The Killer
7.6
The Killer

Film de John Woo (1989)

The Killer est sans doute le film du cinéma de Hong Kong le plus connu en France. Cela dit, il n'en est pas pour autant le plus reconnu et les difficultés que connaît actuellement John Woo à Hollywood ne sont pas là pour arranger les choses. A la lumière de celles-ci, certains n'hésitent pas à retourner leur veste et à considérer The Killer au mieux comme un bon petit polar, au pire comme un exercice de style prétentieux et souvent à côté de la plaque, et finalement plutôt agaçant. Et pourtant. Pourtant je peux vous affirmer que The Killer regorge de trésors qu'on ne trouve que très rarement dans le cinéma occidental. Mais comme pour tout film asiatique, et plus particulièrement pour les films HK, il faut accepter de faire le premier pas et de s'ouvrir sur une autre culture cinématographique. Car The Killer, s'il a toutes les qualités habituelles des grands films asiatiques, en présente aussi les défauts typiques. Oui, les séquences qui jouent sur l'émotion ont parfois du mal à passer et peuvent paraître maladroites. Oui, la mafia de Hong Kong telle qu'elle est présentée peut faire sourire sur des malentendus, tant elle est différente de la mafia italienne décrite habituellement dans les films américains. Mais je vous assure que dès la seconde vision, ces quelques mauvaises surprises sont oubliées et The Killer peut alors être apprécié en tant qu'oeuvre-phare du polar des années 80, ce qu'il est assurément. Et finalement, le film de John Woo se révèle être un des films HK les plus facilement abordables pour le public occidental. Même si les scènes de fusillade sont un point essentiel du film (surtout à la fin), on est loin des canardages incessant de films du même réalisateur plus ancrés dans le cinéma de genre, comme Le Syndicat du Crime ou A Toute Epreuve. Et il ne présente pas le même côté rébarbatif que peuvent présenter les films de Tsui Hark, dû à leur saturation visuelle et leur aspect expérimental. Quant au scénario, il s'articule de manière très intelligente autour de la culpabilité de Jeff, un tueur à gages impitoyable mais qui agit suivant une vraie morale, qui a accidentellement blessé aux yeux une chanteuse dont il deviendra l'amant. Et la fin du film, magnifique mais très cruelle, rend cette culpabilité d'autant plus forte qu'elle ne pourra jamais être effacée.

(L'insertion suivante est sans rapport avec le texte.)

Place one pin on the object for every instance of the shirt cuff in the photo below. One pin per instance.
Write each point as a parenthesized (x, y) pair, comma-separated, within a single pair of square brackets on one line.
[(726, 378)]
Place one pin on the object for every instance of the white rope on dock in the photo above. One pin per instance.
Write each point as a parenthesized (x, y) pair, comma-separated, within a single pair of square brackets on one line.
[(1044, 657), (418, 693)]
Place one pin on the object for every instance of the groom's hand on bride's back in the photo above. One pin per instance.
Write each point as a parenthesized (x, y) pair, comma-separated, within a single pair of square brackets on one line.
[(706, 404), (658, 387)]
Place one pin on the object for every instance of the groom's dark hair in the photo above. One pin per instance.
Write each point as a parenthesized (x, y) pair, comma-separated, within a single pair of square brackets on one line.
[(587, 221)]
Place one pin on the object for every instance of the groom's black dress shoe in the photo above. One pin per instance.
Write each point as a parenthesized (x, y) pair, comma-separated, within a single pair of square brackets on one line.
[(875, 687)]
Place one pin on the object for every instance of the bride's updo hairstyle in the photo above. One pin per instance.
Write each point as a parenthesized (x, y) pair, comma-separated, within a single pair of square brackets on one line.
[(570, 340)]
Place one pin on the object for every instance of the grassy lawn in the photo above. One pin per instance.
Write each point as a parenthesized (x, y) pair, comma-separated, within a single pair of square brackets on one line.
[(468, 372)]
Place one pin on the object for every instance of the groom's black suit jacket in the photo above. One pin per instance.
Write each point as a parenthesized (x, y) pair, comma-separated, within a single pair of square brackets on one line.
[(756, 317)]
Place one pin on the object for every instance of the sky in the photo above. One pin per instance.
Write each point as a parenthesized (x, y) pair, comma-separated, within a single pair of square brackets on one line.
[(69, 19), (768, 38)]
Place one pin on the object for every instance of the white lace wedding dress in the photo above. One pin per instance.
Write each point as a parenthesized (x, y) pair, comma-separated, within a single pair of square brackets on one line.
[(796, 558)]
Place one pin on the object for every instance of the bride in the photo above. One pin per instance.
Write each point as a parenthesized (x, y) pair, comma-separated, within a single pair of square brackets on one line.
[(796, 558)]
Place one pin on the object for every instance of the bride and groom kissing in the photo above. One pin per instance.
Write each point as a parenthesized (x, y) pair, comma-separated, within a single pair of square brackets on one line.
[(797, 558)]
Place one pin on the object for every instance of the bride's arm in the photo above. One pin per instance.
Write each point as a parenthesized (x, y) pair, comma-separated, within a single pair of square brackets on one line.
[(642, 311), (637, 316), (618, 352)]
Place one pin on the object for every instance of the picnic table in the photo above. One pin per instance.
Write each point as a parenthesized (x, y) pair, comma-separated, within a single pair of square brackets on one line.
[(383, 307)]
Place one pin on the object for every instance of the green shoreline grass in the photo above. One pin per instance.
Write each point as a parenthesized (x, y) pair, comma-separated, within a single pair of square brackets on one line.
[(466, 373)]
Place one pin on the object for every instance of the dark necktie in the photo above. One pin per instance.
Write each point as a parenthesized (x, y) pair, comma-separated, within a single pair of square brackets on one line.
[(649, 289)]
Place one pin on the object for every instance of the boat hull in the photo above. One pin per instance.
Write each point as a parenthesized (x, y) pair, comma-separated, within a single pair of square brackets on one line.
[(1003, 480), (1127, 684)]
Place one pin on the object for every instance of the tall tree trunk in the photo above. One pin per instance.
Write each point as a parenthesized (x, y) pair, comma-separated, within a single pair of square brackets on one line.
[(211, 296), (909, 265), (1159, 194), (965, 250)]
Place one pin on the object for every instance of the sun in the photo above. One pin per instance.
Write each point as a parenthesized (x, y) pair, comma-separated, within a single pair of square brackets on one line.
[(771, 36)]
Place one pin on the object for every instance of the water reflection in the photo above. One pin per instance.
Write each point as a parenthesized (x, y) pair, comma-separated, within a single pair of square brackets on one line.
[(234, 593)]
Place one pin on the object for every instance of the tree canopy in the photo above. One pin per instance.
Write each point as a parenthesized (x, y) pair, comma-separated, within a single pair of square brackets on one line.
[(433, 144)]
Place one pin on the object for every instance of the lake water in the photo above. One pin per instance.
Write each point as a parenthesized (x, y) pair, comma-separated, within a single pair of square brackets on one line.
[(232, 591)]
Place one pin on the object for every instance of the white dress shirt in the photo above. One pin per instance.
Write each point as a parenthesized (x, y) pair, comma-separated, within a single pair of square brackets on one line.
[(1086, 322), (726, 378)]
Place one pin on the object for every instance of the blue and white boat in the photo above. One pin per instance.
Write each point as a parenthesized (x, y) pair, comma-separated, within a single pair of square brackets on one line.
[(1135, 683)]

Si la scénario de The Killer est tout à fait convenable, la première chose qui marque le spectateur lors de la première vision du film est bien le soin apporté par John Woo aux scènes d'action. A ma connaissance, celles-ci ne trouvent pas d'équivalent dans le cinéma occidental, sauf peut-être chez McTiernan. Mais le réalisateur de la série des Die Hard a toujours mis en scène ces séquences de manière très classique, même si elles sont d'une efficacité incontestable. Woo les abordent sous un angle totalement différent, révélateur de l'influence qu'a eu Hark sur son travail. On a souvent dit que Woo filmait les scènes d'action de ses réalisations comme des ballets. C'est très vrai, de la même manière que Hark faisait s'envoler les guerriers de Zu en 1982. Et celui-ci se réappropiera d'ailleurs sa propre conception artistique du cinéma d'action dans Time and Tide, sorti en 2000 à Hong Kong, qui oeuvre sur le terrain de Woo, à savoir le polar. Mais entretemps, c'est bien le réalisateur de The Killer qui a adapté cette nouvelle vague du cinéma HK à ce genre aux codes établis depuis longtemps. Si son film reprend certains de ces éléments classiques du polar (la trahison, la traque, le règlement de comptes...), il s'en démarque aussi par une mise en scène qui n'appartient qu'au cinéma HK et à lui-même en particulier. Le cinéaste a certes quelques références occidentales, mais celles-ci ne sont présentes dans le film que par des allusions cinéphiliques. Comparer Woo et Melville à partir du simple fait que Jeff a le même prénom que le tueur du Samouraï est un peu osé, car leurs travaux de mise en scène me semblent radicalement opposés. Là où Melville cherchait à réaliser une épure du film noir, Woo livre avec The Killer un film visuellement complexe et à l'esthétisme revendiqué. Le résultat est un long-métrage aux scènes d'action étourdissantes, alternant passages au ralenti et mouvements brusques de caméra. La longue séquence de l'église en est le paroxysme, où les gangters ne sont plus que des ombres appartenant à un ballet meurtrier qui a perdu tout lien avec quelque réalisme que ce soit. Il faut avant tout y voir un résumé de la vie de Jeff, emprisonné dans une spirale de violence qui le conduit vers un destin tragique contre lequel toute sa volonté ne peut rien.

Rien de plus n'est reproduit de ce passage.